A federal judge has granted final approval to a $115 million to settle a class action lawsuit against Oracle for allegedly violating California privacy laws by allegedly using tracking technology to gather and sell information from hundreds of millions of people who used their software.
Under the deal, more than 3 million class members are scheduled to receive about $25 each, court documents said.
Attorneys who led the legal action have been cleared to receive $28.75 million from the settlement, or 25% of the settlement fund, according to court documents.
Richard Seeborg
| cand.uscourts.gov
U.S. District Judge Richard Seeborg granted final approval to the settlement and granted the lawyers' $28.75 million fee request in orders entered Nov. 15 in San Francisco federal court.
Seeborg serves as chief judge for the U.S. District Court for the Northern District of California, which is based in San Francisco.
The settlement would end a sprawling class action lawsuit lodged in 2022 by attorneys from the class action law firm of Lieff Cabraser Heimann & Bernstein. The lawsuit was filed on behalf of named plaintiffs Michael Katz-Lacabe, Jennifer Golbeck and Johnny Ryan.

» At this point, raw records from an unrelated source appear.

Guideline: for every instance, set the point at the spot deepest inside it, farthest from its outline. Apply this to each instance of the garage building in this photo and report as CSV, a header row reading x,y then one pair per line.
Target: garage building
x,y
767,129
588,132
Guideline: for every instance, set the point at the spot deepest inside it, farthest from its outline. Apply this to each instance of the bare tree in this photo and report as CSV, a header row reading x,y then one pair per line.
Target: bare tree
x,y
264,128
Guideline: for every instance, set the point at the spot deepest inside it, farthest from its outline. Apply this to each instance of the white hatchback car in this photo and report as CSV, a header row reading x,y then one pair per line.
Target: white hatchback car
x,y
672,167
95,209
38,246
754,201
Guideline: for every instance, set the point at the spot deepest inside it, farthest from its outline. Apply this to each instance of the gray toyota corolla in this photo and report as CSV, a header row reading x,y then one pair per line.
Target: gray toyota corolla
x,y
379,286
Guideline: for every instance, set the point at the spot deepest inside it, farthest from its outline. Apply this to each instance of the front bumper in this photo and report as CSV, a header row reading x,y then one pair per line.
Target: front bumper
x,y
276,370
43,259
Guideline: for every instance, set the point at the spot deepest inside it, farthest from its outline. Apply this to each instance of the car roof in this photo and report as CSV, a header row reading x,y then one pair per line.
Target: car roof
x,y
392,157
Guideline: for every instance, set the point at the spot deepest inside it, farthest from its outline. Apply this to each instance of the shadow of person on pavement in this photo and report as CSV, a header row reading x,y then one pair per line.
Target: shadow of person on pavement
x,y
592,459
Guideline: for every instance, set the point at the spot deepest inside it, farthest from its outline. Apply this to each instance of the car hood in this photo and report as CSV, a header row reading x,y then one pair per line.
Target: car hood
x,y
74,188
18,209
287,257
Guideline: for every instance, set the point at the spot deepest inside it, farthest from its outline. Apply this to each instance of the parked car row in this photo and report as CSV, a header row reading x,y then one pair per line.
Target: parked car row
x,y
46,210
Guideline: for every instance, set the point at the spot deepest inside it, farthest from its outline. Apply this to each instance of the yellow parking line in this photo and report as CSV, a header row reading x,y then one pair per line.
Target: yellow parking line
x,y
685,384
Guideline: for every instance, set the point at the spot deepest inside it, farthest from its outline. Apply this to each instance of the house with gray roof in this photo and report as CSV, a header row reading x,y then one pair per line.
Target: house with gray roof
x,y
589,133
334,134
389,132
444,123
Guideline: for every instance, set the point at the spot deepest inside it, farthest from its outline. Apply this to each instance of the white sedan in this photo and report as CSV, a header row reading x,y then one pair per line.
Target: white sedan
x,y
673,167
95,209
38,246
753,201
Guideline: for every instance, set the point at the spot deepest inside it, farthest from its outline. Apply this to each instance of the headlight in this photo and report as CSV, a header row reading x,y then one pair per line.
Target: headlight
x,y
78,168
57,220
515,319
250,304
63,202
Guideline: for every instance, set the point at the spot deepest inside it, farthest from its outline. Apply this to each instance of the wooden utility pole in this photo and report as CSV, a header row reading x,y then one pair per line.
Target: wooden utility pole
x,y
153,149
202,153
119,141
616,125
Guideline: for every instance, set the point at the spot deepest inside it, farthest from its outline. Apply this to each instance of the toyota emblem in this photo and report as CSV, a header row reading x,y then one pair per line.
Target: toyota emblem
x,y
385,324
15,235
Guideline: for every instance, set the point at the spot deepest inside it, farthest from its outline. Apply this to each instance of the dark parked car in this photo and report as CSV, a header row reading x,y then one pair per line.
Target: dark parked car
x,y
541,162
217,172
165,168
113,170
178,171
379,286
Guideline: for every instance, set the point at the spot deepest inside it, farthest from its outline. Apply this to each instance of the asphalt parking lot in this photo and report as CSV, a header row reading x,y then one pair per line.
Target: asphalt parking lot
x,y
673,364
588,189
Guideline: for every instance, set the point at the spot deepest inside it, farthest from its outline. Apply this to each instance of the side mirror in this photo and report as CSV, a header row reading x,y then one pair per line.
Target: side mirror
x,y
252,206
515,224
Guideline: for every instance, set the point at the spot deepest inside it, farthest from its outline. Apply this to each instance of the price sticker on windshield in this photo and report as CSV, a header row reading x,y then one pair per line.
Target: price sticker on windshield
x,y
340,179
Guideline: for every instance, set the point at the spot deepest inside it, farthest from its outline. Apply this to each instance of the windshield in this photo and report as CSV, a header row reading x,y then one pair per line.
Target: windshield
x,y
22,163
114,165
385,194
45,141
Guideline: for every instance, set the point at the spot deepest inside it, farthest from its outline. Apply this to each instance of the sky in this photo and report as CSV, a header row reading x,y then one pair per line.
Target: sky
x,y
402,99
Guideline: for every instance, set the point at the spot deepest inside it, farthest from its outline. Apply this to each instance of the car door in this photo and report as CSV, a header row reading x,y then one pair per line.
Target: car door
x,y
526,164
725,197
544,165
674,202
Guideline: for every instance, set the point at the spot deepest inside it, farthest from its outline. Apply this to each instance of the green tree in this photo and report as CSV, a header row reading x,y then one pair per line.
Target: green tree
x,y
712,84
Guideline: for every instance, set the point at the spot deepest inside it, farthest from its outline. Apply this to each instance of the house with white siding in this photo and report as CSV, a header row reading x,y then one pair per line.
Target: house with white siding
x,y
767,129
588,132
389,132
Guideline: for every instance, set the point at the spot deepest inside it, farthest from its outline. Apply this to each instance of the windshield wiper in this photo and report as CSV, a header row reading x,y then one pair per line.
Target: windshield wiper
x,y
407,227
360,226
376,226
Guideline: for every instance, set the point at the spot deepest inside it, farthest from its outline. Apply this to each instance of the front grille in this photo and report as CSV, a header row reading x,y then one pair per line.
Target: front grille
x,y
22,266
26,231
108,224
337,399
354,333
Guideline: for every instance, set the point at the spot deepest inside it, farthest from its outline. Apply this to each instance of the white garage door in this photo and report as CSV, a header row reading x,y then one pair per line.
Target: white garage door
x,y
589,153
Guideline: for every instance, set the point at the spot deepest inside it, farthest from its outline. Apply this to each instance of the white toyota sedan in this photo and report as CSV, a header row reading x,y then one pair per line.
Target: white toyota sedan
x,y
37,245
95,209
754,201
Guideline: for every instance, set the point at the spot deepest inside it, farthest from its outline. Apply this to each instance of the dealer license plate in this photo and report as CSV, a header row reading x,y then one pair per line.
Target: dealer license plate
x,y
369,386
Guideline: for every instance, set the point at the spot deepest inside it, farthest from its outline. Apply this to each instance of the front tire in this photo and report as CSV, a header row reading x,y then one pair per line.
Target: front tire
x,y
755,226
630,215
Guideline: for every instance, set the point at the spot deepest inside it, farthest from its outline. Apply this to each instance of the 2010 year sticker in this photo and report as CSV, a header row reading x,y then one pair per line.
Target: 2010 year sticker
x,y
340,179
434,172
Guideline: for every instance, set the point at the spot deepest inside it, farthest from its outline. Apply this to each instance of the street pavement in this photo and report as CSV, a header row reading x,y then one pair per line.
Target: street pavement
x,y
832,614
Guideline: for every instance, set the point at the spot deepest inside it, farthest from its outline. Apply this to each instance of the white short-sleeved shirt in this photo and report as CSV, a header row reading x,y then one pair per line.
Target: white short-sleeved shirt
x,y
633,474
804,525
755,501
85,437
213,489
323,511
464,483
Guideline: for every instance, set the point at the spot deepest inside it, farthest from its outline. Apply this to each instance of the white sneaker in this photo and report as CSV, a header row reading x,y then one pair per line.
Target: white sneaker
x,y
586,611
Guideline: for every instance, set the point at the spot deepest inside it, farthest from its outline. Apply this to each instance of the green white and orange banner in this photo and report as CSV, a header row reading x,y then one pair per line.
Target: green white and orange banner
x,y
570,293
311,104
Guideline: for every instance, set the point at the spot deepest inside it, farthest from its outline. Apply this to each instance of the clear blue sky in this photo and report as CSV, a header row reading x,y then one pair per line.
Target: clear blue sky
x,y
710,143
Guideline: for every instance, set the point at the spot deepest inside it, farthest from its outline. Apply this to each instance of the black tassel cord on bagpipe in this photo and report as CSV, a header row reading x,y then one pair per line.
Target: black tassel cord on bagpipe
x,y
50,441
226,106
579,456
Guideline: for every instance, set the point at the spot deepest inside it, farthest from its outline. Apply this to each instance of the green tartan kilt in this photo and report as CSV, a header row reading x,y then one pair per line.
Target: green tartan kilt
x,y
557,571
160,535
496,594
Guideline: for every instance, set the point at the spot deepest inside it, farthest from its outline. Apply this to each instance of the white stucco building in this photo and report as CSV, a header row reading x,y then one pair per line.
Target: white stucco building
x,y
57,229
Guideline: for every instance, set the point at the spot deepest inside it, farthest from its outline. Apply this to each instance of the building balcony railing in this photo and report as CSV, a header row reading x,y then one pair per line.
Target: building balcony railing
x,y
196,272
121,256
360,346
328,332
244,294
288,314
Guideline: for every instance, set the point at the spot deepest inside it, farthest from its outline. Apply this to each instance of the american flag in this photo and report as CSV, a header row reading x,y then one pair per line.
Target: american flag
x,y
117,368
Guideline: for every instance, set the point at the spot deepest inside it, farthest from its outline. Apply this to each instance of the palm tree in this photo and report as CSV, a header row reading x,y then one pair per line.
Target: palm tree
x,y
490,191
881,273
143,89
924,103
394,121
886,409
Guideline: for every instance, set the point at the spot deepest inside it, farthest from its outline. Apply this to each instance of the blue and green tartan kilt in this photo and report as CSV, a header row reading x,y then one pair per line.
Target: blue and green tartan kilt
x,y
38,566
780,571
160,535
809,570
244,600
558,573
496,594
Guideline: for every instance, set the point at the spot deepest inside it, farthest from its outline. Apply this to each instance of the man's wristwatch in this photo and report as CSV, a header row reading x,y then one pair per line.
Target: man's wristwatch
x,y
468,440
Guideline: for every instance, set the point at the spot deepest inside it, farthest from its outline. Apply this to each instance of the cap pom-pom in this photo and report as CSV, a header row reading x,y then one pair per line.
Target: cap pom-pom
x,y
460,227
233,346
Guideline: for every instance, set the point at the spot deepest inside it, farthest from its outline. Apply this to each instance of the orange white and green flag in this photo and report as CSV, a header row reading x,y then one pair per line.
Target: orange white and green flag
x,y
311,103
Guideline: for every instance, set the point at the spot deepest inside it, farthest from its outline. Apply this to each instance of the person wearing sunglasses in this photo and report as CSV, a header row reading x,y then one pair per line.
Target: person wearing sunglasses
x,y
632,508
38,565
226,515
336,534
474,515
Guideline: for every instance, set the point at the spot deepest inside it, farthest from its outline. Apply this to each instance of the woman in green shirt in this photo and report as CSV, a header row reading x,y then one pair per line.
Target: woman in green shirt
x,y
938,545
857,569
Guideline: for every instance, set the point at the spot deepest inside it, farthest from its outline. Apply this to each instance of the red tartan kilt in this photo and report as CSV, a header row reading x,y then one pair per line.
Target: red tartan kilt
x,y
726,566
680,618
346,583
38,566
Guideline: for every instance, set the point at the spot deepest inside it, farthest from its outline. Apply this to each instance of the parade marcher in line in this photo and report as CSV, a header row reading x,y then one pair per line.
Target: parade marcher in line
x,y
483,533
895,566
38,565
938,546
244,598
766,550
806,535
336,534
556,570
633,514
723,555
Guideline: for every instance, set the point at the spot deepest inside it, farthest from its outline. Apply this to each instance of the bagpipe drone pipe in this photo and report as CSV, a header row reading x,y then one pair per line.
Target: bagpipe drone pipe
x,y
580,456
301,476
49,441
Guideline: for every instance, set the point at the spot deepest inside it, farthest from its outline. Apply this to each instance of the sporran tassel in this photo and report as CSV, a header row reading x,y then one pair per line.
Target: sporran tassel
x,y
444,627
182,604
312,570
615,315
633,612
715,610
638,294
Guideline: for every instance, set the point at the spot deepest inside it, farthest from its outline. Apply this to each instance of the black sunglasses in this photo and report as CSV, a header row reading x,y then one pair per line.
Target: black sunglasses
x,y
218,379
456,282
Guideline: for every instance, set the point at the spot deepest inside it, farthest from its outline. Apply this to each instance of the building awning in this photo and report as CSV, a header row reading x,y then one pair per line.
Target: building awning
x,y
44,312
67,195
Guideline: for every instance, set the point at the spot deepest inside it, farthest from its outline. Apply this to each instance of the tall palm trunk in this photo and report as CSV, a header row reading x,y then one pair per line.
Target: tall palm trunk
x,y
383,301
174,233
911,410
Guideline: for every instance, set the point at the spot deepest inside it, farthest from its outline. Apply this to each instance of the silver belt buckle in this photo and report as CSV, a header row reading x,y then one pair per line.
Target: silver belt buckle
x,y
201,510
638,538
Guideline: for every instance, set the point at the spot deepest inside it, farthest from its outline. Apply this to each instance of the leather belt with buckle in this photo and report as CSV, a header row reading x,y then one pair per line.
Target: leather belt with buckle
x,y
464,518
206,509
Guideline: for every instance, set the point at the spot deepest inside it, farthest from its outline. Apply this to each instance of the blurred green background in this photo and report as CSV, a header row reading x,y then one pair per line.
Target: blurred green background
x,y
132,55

The lawsuit asserted Oracle America of allegedly conducting surveillance on its users and then acting as a data broker, selling the information they gathered to other companies to use to target advertising.
Oracle ranks as the third largest software company in the world. They make and sell datbase software and cloud computing. Oracle products are used in a multitude of capacities, including to more easily manage massive amounts of data and support customer interactions, among many others.
The lawsuit specifically accuses Oracle of violating customer rights under the California state constitution, California state law and other state and federal privacy laws.
After Oracle failed to dismiss the lawsuit, the two sides entered mediation, which resulted in the $115 million settlement in mid-July.
Under the deal, Oracle also agreed to alter its business to come into line with the privacy laws plaintiffs claim they violated and end their alleged illegal data brokering practices.
Judge Seeborg granted preliminary approval of the settlement in August.
Several potential class members lodged objections to the deal, mostly asserting plaintiffs settled for too little in a bid to bring the lawsuit to a conclusion, rather than contest rulings from Judge Seeborg that blocked claims brought under the federal Electronic Communication Privacy Act (ECPA.)
In a motion filed in support of the settlement, plaintiffs' attorneys acknowledged the laws under which they had brought the action could entitle them to perhaps many millions or even billions of dollars more. But they said they believed they faced a difficult road in securing such a larger payday through trial or settlement.
After Seeborg granted preliminary approval, the plaintiffs' lawyers said they sent claims information to more than 214 million potential class members.
However, as of late October, they said they had received only about 3.2 million valid claims.
This valid claims rate lined up with plaintiffs' lawyers initial estimates that about 1.5% to 2.5% of potential class members would ultimately submit valid claims.
Claimants had until Oct. 17 to submit eligible claims for a cut of the settlement funds.
"The objections share Plaintiffs’ deep concern for the practices giving rise to this lawsuit, and thus primarily assert a wish for greater monetary compensation," plaintiffs' attorneys wrote in a motion seeking final approval of the deal.
"Respectfully, however, the objections fail to account for the risks, as noted by the Court at Preliminary Approval, inherent in the further litigation of these untested, novel claims. Based on the current estimate of valid claims, Class Members will recover approximately $25 each. This is meaningful compensation for non-out-of-pocket losses, especially in light of the legal and factual risks associated with litigating this case."
In his final approval order, Judge Seeborg agreed the risks of continued litigation in court weighed in favor of granting approval, rather than attempting to wait until the ECPA claims are decided and try for a greater return.
"Most objections ... express that the $115 million monetary relief is too low," Seeborg wrote. "These objections do not adequately account for the risks and delays involved in further litigation, making 'no effort to tie [their comments] to the disputes that would actually go to trial.'
"Moreover, these objections make no effort to assess the risks of class certification, summary judgment, or trial for CIPA claims that this Court found 'barely' survived dismissal."
The plaintiffs have been represented by attorneys Michael W. Sobol, David T. Rudolph, Jallé H. Dafa, John D. Maher, Amelia A. Haselkorn and Nabila Abdallah, of the Lieff Cabraser firm, of San Francisco.